Both mutations raise the risk of various cancers but differ in the nature of the cancers they are associated with and the timing of disease onset.

What is the BRCA 1 and BRCA 2 test?

The BRCA test detects mutations in the BRCA 1 and BRCA 2 genes that increase cancer risk. It is conducted using Next Generation Sequencing (NGS) technology, which allows for detailed gene analysis and the identification of even the smallest DNA changes. This method is currently the most accurate, providing reliable results that help in the precise assessment of the risk for hereditary cancers.

Why is the BRCA 1/2 test important?

The significance of the BRCA 1/2 test lies in its ability to provide information about an individual’s genetic risk for developing cancer. For those who carry mutations in the BRCA1 or BRCA2 genes, the risk of developing breast cancer ranges from 40% to 85%, while the risk of ovarian cancer is between 11% and 60%. Carriers of these mutations may also face an increased risk of other cancers, such as:

• Prostate cancer in men
• Pancreatic cancer
• Male breast cancer

These mutations are inherited in an autosomal dominant pattern, meaning there is a 50% chance that a parent with the mutation will pass the genetic alteration to their children. This information can help guide decisions on preventive measures, benefiting both the individual and their family members.

Who should consider BRCA 1 and BRCA 2 testing?

BRCA 1/2 testing is recommended for the following individuals:

• People with a family history of breast, ovarian, prostate, or pancreatic cancer, especially if multiple family members have been diagnosed
• Women diagnosed with breast or ovarian cancer before the age of 50
• Individuals with a known relative who has a BRCA mutation
• Men with a history of breast cancer or a high risk of prostate cancer
• Individuals who have survived breast or ovarian cancer, to better understand their risk of recurrence or developing other cancers

Sample collection and turnaround time for BRCA1 and BRCA2 test results

The BRCA test is conducted using either a blood or saliva sample, with the collection process being simple and non-invasive. Once the sample is collected, it is sent to the laboratory for genetic analysis. Test results are typically available within 4-6 weeks.
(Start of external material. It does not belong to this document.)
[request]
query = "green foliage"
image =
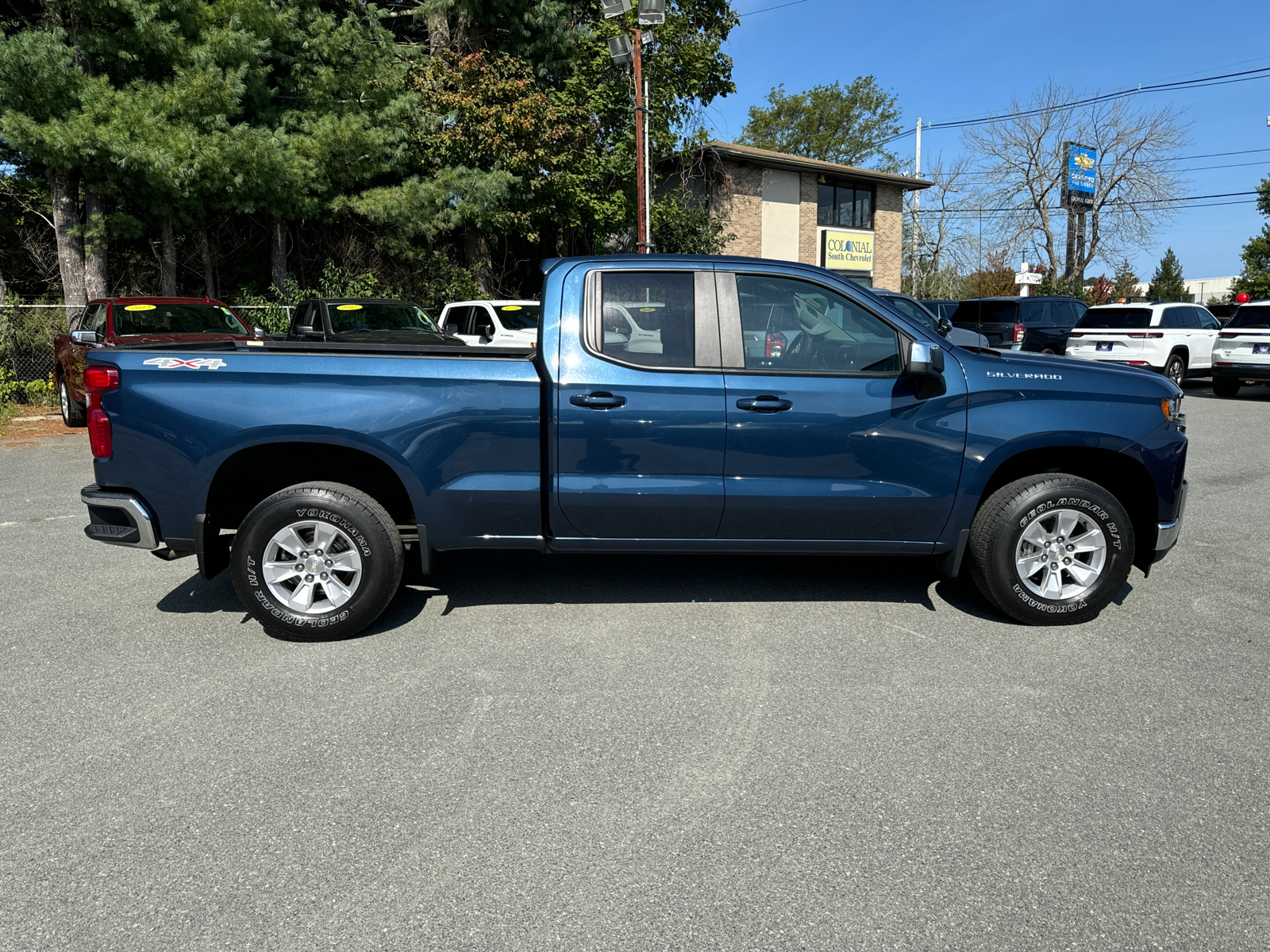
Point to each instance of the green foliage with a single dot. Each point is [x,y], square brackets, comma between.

The results come with a detailed interpretation of any identified genetic variants, which is essential for making informed decisions about preventive measures.

What happens if a mutation is detected?

If the test detects a mutation in the BRCA1 or BRCA2 genes, it doesn’t mean that the person currently has cancer, but it does indicate an increased risk of developing it in the future. In this situation, it’s important to consult with a genetic counselor and a doctor to develop a plan for ongoing monitoring and prevention.

Options following a positive BRCA test may include:

• More frequent medical screenings: Regular mammograms, breast MRIs, or other specialized tests can help with early detection of potential tumors.
• Preventive surgeries: Mastectomy (surgical removal of breasts) or removal of the ovaries can significantly reduce the risk of cancer.
• Use of preventive medications: Drugs like tamoxifen or raloxifene can lower the risk of breast cancer in high-risk women.
• Lifestyle changes: Adopting a healthy lifestyle, including regular physical activity, maintaining a healthy weight, and avoiding risk factors such as smoking and alcohol, can further reduce the risk.

What if the test does not reveal a mutation?

A negative BRCA 1/2 test does not guarantee that a person will never develop cancer, but it does indicate that there is no inherited BRCA mutation increasing the risk. However, other genetic and lifestyle factors can still contribute to cancer risk, so it is important to consult with a doctor about recommended preventive measures.

The benefits of genetic counseling

Genetic counseling, both before and after BRCA 1/2 testing, can be very helpful. A genetic counselor can explain the test results, assist in understanding the associated risks, and offer support in making decisions about preventive steps. This type of counseling helps individuals comprehend complex genetic information and its impact on their health and their family’s health.